Uma mulher testou positivo para coronavírus pela segunda vez depois de combater a doença mortal.

O operador turístico no Japão foi diagnosticado com o vírus depois de desenvolver dores de garganta e no peito. Este é o primeiro caso em que uma pessoa contraiu coronavírus duas vezes no Japão depois que os cientistas levantaram preocupações sobre o potencial de reinfecção.

A mulher, com 40 anos e cidadã de Osaka, no oeste do Japão, teve um resultado positivo em 29 de janeiro.

Ela recebeu alta do hospital depois de se recuperar em 1º de fevereiro.

O ministro da Saúde, Katsunobu Kato, disse que o governo central precisaria revisar as listas de pacientes e acompanhar as condições das que receberam alta anteriormente, enquanto especialistas em saúde analisavam as implicações de testes positivos para o vírus após uma recuperação inicial.
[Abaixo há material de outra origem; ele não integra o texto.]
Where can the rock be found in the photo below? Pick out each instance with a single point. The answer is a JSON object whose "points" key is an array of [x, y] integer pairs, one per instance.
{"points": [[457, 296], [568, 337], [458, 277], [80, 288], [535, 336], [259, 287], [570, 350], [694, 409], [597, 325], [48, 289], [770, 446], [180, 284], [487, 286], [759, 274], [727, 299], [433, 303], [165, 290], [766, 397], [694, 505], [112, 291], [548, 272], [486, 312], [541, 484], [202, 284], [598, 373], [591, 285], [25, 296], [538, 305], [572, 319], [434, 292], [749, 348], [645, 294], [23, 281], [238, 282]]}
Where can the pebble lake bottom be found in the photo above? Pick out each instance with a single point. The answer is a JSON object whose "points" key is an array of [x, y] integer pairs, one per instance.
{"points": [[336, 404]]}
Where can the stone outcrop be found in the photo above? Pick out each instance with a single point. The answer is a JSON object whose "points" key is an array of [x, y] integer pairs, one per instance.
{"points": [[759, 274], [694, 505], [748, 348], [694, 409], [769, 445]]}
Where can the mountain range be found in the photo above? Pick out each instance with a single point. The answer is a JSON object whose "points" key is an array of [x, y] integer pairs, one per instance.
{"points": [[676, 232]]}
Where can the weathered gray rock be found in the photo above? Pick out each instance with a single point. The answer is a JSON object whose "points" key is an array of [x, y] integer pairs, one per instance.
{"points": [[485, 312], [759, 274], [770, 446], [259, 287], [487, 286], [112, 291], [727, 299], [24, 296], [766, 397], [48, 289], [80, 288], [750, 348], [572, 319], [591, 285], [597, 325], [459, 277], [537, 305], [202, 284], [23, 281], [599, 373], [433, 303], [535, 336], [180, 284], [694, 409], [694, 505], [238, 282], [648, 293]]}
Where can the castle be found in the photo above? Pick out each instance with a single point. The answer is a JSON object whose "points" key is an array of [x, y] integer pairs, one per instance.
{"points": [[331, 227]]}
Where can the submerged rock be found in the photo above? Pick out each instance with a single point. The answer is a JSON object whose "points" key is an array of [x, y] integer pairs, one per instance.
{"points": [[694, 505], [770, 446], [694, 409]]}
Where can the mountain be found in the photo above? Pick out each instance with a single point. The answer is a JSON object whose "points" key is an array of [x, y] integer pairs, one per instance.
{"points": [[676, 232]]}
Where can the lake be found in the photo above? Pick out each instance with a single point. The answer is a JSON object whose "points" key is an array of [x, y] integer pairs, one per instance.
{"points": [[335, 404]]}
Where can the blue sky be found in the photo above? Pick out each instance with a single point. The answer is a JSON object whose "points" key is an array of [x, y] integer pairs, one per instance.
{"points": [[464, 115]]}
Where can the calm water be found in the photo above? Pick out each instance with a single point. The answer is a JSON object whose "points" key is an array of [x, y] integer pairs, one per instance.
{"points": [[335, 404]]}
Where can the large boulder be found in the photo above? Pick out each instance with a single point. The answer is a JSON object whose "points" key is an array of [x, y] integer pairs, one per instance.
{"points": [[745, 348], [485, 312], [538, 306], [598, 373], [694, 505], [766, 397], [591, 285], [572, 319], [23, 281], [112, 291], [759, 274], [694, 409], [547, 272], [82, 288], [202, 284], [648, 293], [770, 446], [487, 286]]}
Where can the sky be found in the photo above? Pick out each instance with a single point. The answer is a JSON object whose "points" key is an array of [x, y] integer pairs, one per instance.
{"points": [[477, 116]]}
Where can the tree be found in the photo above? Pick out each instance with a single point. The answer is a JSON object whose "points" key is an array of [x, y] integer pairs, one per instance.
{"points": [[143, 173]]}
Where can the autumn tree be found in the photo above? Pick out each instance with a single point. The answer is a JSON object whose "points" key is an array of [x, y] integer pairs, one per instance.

O professor Philip Tierno, da Faculdade de Medicina da Universidade de Nova York, disse: “Uma vez que você tenha a infecção, ela pode permanecer inativa e com sintomas mínimos, e você pode obter uma exacerbação se encontrar o caminho para os pulmões.

Ele disse que muita coisa permanece desconhecida sobre o vírus: “Não tenho certeza de que isso não seja bifásico, como o antraz”.

O médico Babak Ashrafi, médico on-line do Reino Unido, Zava, disse ao Metro.co.uk: “Os especialistas estão ocupados coletando informações daqueles que foram infectados para ver como seus sistemas imunológicos reagem e por quanto tempo permanecerão imunes.

Tóquio pediu que grandes reuniões e eventos esportivos sejam descartados ou cortados por duas semanas para conter o vírus, enquanto prometem que os Jogos Olímpicos de 2020 se realizem na cidade.

Os mais de 190 casos estão separados dos 704 relatados por um surto no navio Diamond Princess que foi colocado em quarentena em Tóquio no início deste mês.

Embora seja o primeiro caso conhecido no Japão, foram relatados segundos testes positivos na China, onde a doença se originou no final do ano passado.

O surto se espalhou rápida e amplamente, infectando cerca de 80.000 pessoas em todo o mundo e matando quase 2.800, a grande maioria na China continental.